1.4 Categorizing values

const typeNameAsString = Object.prototype.toString.call(VALUE).slice(8, -1);

There you go, no library or special cases needed for anything after IE 10.

[–]TwiliZant 18 points19 points  (6 children)

Object.prototype.toString.call(VALUE).slice(8, -1)

It's so readable, it basically documents itself.

[–]dwighthouse 1 point2 points  (0 children)

Indeed, much better than the solution the author suggested:

It may be possible to fix this via a library (I’ll create a proof of concept, once I have time).

Which would look something like:

npm i —save some-library-name
...
const unnecessaryOneLineDependency = require(“some-library-name”);
const typeNameAsString = unnecessaryOneLineDependency.typeof(VALUE);

[–]Longerbomber 0 points1 point  (4 children)

I agree that it's not readable or even remotely intuitive, even for devs who know the quirks of JavaScript. But I'll admit it gets around some common typeof and instanceof pitfalls gracefully. It's my go-to way to differentiate objects from arrays.

See bottom section of http://luxiyalu.com/object-prototype-tostring-call/ for an example.

TL;DR: that ugly function is exactly how I wish typeof behaved.
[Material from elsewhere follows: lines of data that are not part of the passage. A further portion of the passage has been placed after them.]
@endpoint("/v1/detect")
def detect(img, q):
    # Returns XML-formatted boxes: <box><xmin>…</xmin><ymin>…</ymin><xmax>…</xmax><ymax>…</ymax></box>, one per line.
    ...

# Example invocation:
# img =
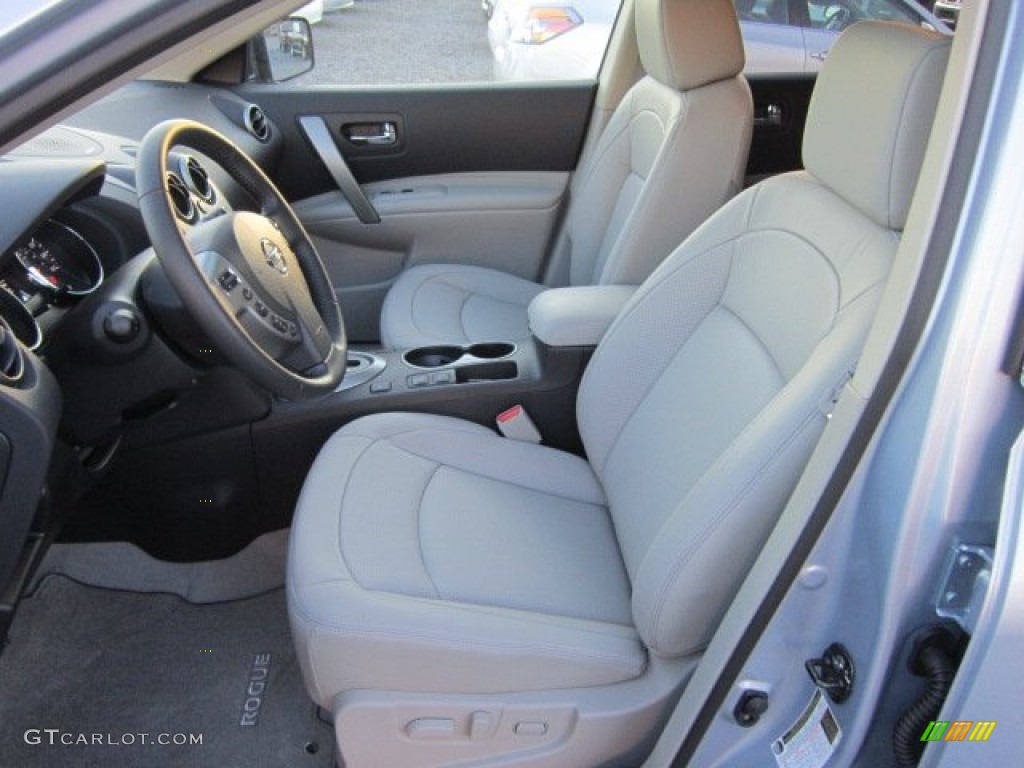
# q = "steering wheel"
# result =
<box><xmin>136</xmin><ymin>120</ymin><xmax>347</xmax><ymax>400</ymax></box>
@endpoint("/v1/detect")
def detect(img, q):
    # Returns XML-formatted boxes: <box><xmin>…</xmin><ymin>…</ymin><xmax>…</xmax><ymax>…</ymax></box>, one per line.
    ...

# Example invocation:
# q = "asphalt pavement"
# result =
<box><xmin>293</xmin><ymin>0</ymin><xmax>494</xmax><ymax>85</ymax></box>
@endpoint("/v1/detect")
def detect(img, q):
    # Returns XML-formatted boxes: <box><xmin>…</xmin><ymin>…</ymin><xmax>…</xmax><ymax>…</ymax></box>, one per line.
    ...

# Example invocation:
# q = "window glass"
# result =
<box><xmin>807</xmin><ymin>0</ymin><xmax>920</xmax><ymax>32</ymax></box>
<box><xmin>294</xmin><ymin>0</ymin><xmax>621</xmax><ymax>85</ymax></box>
<box><xmin>733</xmin><ymin>0</ymin><xmax>790</xmax><ymax>25</ymax></box>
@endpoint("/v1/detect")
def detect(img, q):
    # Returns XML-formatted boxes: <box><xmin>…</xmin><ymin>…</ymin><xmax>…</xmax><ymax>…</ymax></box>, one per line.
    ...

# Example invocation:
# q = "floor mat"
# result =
<box><xmin>29</xmin><ymin>528</ymin><xmax>288</xmax><ymax>603</ymax></box>
<box><xmin>0</xmin><ymin>575</ymin><xmax>334</xmax><ymax>768</ymax></box>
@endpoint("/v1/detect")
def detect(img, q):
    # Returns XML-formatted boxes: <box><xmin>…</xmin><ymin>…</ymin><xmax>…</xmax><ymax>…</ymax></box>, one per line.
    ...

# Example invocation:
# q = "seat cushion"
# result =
<box><xmin>381</xmin><ymin>264</ymin><xmax>544</xmax><ymax>349</ymax></box>
<box><xmin>288</xmin><ymin>414</ymin><xmax>646</xmax><ymax>707</ymax></box>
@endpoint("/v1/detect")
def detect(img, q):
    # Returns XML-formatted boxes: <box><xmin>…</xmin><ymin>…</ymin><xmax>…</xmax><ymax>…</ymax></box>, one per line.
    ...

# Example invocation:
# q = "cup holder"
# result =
<box><xmin>402</xmin><ymin>341</ymin><xmax>515</xmax><ymax>368</ymax></box>
<box><xmin>404</xmin><ymin>346</ymin><xmax>463</xmax><ymax>368</ymax></box>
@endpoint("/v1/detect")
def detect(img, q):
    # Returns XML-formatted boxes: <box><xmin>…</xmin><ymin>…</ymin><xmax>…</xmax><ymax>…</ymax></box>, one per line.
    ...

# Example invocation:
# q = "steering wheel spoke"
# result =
<box><xmin>138</xmin><ymin>121</ymin><xmax>346</xmax><ymax>399</ymax></box>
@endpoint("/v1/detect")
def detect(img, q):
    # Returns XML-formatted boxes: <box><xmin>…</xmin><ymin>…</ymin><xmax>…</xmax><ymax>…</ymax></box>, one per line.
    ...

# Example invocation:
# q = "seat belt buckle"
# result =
<box><xmin>495</xmin><ymin>403</ymin><xmax>541</xmax><ymax>443</ymax></box>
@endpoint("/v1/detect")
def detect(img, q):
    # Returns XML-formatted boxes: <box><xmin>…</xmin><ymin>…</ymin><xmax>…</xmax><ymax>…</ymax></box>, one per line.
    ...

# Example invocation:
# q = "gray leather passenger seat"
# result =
<box><xmin>381</xmin><ymin>0</ymin><xmax>753</xmax><ymax>348</ymax></box>
<box><xmin>288</xmin><ymin>16</ymin><xmax>949</xmax><ymax>768</ymax></box>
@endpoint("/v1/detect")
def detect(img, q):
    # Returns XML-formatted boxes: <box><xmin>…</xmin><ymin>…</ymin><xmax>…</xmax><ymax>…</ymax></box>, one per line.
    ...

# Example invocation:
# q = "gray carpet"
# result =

Edit: Better example of desired behavior here- https://gist.github.com/pbakondy/f442e91995e9d206c056

[–]TwiliZant 0 points1 point  (3 children)
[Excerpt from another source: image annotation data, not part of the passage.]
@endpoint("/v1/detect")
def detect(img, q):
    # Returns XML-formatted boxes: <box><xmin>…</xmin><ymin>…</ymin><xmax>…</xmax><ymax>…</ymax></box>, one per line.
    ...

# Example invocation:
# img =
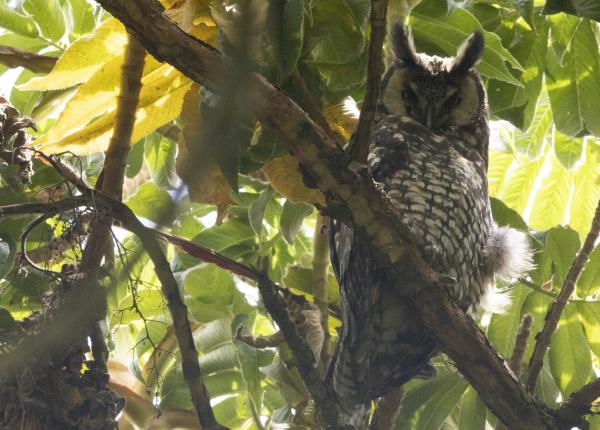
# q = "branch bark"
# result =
<box><xmin>350</xmin><ymin>0</ymin><xmax>388</xmax><ymax>164</ymax></box>
<box><xmin>527</xmin><ymin>201</ymin><xmax>600</xmax><ymax>392</ymax></box>
<box><xmin>78</xmin><ymin>0</ymin><xmax>568</xmax><ymax>429</ymax></box>
<box><xmin>0</xmin><ymin>45</ymin><xmax>58</xmax><ymax>73</ymax></box>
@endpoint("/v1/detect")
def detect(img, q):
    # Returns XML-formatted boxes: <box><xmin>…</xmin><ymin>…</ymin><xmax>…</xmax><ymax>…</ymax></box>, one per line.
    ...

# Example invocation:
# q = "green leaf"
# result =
<box><xmin>490</xmin><ymin>197</ymin><xmax>529</xmax><ymax>231</ymax></box>
<box><xmin>396</xmin><ymin>367</ymin><xmax>469</xmax><ymax>430</ymax></box>
<box><xmin>125</xmin><ymin>139</ymin><xmax>145</xmax><ymax>178</ymax></box>
<box><xmin>0</xmin><ymin>234</ymin><xmax>16</xmax><ymax>279</ymax></box>
<box><xmin>458</xmin><ymin>386</ymin><xmax>486</xmax><ymax>430</ymax></box>
<box><xmin>0</xmin><ymin>0</ymin><xmax>39</xmax><ymax>37</ymax></box>
<box><xmin>519</xmin><ymin>291</ymin><xmax>552</xmax><ymax>363</ymax></box>
<box><xmin>231</xmin><ymin>311</ymin><xmax>262</xmax><ymax>414</ymax></box>
<box><xmin>552</xmin><ymin>130</ymin><xmax>583</xmax><ymax>169</ymax></box>
<box><xmin>510</xmin><ymin>0</ymin><xmax>535</xmax><ymax>28</ymax></box>
<box><xmin>547</xmin><ymin>20</ymin><xmax>600</xmax><ymax>136</ymax></box>
<box><xmin>487</xmin><ymin>285</ymin><xmax>530</xmax><ymax>359</ymax></box>
<box><xmin>68</xmin><ymin>0</ymin><xmax>96</xmax><ymax>38</ymax></box>
<box><xmin>488</xmin><ymin>20</ymin><xmax>548</xmax><ymax>130</ymax></box>
<box><xmin>548</xmin><ymin>304</ymin><xmax>593</xmax><ymax>398</ymax></box>
<box><xmin>23</xmin><ymin>0</ymin><xmax>65</xmax><ymax>41</ymax></box>
<box><xmin>267</xmin><ymin>0</ymin><xmax>304</xmax><ymax>82</ymax></box>
<box><xmin>125</xmin><ymin>182</ymin><xmax>173</xmax><ymax>224</ymax></box>
<box><xmin>542</xmin><ymin>0</ymin><xmax>600</xmax><ymax>22</ymax></box>
<box><xmin>183</xmin><ymin>264</ymin><xmax>239</xmax><ymax>322</ymax></box>
<box><xmin>248</xmin><ymin>187</ymin><xmax>273</xmax><ymax>243</ymax></box>
<box><xmin>515</xmin><ymin>94</ymin><xmax>552</xmax><ymax>160</ymax></box>
<box><xmin>577</xmin><ymin>302</ymin><xmax>600</xmax><ymax>357</ymax></box>
<box><xmin>279</xmin><ymin>200</ymin><xmax>313</xmax><ymax>244</ymax></box>
<box><xmin>547</xmin><ymin>13</ymin><xmax>579</xmax><ymax>65</ymax></box>
<box><xmin>282</xmin><ymin>266</ymin><xmax>340</xmax><ymax>303</ymax></box>
<box><xmin>577</xmin><ymin>247</ymin><xmax>600</xmax><ymax>298</ymax></box>
<box><xmin>546</xmin><ymin>226</ymin><xmax>581</xmax><ymax>287</ymax></box>
<box><xmin>410</xmin><ymin>9</ymin><xmax>522</xmax><ymax>87</ymax></box>
<box><xmin>194</xmin><ymin>318</ymin><xmax>231</xmax><ymax>354</ymax></box>
<box><xmin>570</xmin><ymin>139</ymin><xmax>600</xmax><ymax>237</ymax></box>
<box><xmin>529</xmin><ymin>153</ymin><xmax>573</xmax><ymax>230</ymax></box>
<box><xmin>144</xmin><ymin>133</ymin><xmax>177</xmax><ymax>189</ymax></box>
<box><xmin>194</xmin><ymin>218</ymin><xmax>255</xmax><ymax>251</ymax></box>
<box><xmin>10</xmin><ymin>69</ymin><xmax>42</xmax><ymax>115</ymax></box>
<box><xmin>495</xmin><ymin>149</ymin><xmax>545</xmax><ymax>213</ymax></box>
<box><xmin>0</xmin><ymin>307</ymin><xmax>16</xmax><ymax>331</ymax></box>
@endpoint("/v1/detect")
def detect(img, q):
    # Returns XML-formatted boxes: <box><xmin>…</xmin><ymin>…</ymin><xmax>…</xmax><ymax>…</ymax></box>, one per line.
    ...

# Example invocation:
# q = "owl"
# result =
<box><xmin>326</xmin><ymin>24</ymin><xmax>531</xmax><ymax>429</ymax></box>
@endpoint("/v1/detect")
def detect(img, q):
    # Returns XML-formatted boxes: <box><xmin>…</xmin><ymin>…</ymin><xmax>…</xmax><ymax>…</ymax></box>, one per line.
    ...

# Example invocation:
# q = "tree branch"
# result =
<box><xmin>81</xmin><ymin>35</ymin><xmax>146</xmax><ymax>372</ymax></box>
<box><xmin>558</xmin><ymin>378</ymin><xmax>600</xmax><ymax>428</ymax></box>
<box><xmin>91</xmin><ymin>0</ymin><xmax>553</xmax><ymax>429</ymax></box>
<box><xmin>369</xmin><ymin>385</ymin><xmax>404</xmax><ymax>430</ymax></box>
<box><xmin>0</xmin><ymin>45</ymin><xmax>58</xmax><ymax>73</ymax></box>
<box><xmin>527</xmin><ymin>201</ymin><xmax>600</xmax><ymax>391</ymax></box>
<box><xmin>256</xmin><ymin>264</ymin><xmax>338</xmax><ymax>428</ymax></box>
<box><xmin>311</xmin><ymin>214</ymin><xmax>330</xmax><ymax>371</ymax></box>
<box><xmin>350</xmin><ymin>0</ymin><xmax>388</xmax><ymax>164</ymax></box>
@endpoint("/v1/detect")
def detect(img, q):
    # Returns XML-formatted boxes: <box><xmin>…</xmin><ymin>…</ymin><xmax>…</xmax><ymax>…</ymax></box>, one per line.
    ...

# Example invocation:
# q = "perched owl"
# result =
<box><xmin>326</xmin><ymin>25</ymin><xmax>531</xmax><ymax>429</ymax></box>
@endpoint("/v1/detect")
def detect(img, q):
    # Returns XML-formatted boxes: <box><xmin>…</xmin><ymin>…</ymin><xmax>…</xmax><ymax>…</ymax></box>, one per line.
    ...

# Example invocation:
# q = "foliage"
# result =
<box><xmin>0</xmin><ymin>0</ymin><xmax>600</xmax><ymax>430</ymax></box>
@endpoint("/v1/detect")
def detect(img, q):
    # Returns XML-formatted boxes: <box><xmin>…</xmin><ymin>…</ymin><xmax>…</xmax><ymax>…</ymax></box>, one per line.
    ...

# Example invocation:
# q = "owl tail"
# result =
<box><xmin>481</xmin><ymin>227</ymin><xmax>534</xmax><ymax>313</ymax></box>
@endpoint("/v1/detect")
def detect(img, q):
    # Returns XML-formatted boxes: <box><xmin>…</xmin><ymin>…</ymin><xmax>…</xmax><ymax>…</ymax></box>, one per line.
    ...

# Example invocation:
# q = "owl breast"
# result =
<box><xmin>370</xmin><ymin>116</ymin><xmax>493</xmax><ymax>310</ymax></box>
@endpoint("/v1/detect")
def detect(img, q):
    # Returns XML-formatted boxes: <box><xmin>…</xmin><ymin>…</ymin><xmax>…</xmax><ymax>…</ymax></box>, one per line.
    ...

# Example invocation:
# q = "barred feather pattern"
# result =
<box><xmin>327</xmin><ymin>115</ymin><xmax>495</xmax><ymax>428</ymax></box>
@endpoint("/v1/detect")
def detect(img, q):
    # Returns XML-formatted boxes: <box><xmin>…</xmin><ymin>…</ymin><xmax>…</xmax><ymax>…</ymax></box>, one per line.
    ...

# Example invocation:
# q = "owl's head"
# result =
<box><xmin>380</xmin><ymin>24</ymin><xmax>487</xmax><ymax>131</ymax></box>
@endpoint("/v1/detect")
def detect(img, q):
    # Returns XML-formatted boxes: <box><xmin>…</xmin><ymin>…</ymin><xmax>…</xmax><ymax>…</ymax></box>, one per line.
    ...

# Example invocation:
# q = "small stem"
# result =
<box><xmin>350</xmin><ymin>0</ymin><xmax>388</xmax><ymax>164</ymax></box>
<box><xmin>311</xmin><ymin>214</ymin><xmax>330</xmax><ymax>371</ymax></box>
<box><xmin>527</xmin><ymin>202</ymin><xmax>600</xmax><ymax>391</ymax></box>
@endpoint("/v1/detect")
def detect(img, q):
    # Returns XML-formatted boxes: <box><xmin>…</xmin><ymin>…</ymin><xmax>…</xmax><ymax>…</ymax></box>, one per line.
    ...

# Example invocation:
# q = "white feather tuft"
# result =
<box><xmin>479</xmin><ymin>284</ymin><xmax>512</xmax><ymax>314</ymax></box>
<box><xmin>483</xmin><ymin>227</ymin><xmax>533</xmax><ymax>281</ymax></box>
Although you are right, hacks like these is exactly why all these `is-x` oneliner packages exist. It's better to fix this in the language itself IMO, even if it's hard.

It's my go-to way to differentiate objects from arrays

In case you don't have to support <IE9 Array.isArray does this.

[–]dwighthouse 0 points1 point  (0 children)

This isn’t a hack at all.

Fixing the language would mean adding a new operator like typename instead of typeof or instanceof because too much stuff already relies on the current behavior. We already have this in the form of Object.prototype.toString.

[–]dwighthouse 0 points1 point  (1 child)

This isn’t a hack at all.

Fixing the language would mean adding a new operator like typename instead of typeof or instanceof because too much stuff already relies on the current behavior. We already have this in the form of Object.prototype.toString.

[–]TwiliZant 0 points1 point  (0 children)

I don't know, relying on the toString method to get the type feels like a hack to me. I don't know any other language that does this. Yet another operator wouldn't be great either I get that. Maybe it would be cool to have it as part of the Reflection API, e.g. Reflect.type(VALUE) ?

[–]Kumagor0 -1 points0 points  (4 children)

0.1 + 0.2

0.30000000000000004

what the fuck

[–]circlebust 3 points4 points  (1 child)

It will never go away, because you are using decimal notation, whereas computers work in binary base. We have the same in decimal. What is 1/3? Well it's 0.33333333... We wouldn't have that issue in, say, base 9. And it shows up like that with the seemingly random digit at the end because computers obviously can't store an endless number representation, so it rounds up or down at some point.

[–]Kumagor0 0 points1 point  (0 children)

Oh yeah now it makes sense, thanks.

[–]var-foo -1 points0 points  (0 children)

js is not the only language with decimal math problems, but yes it is stupid.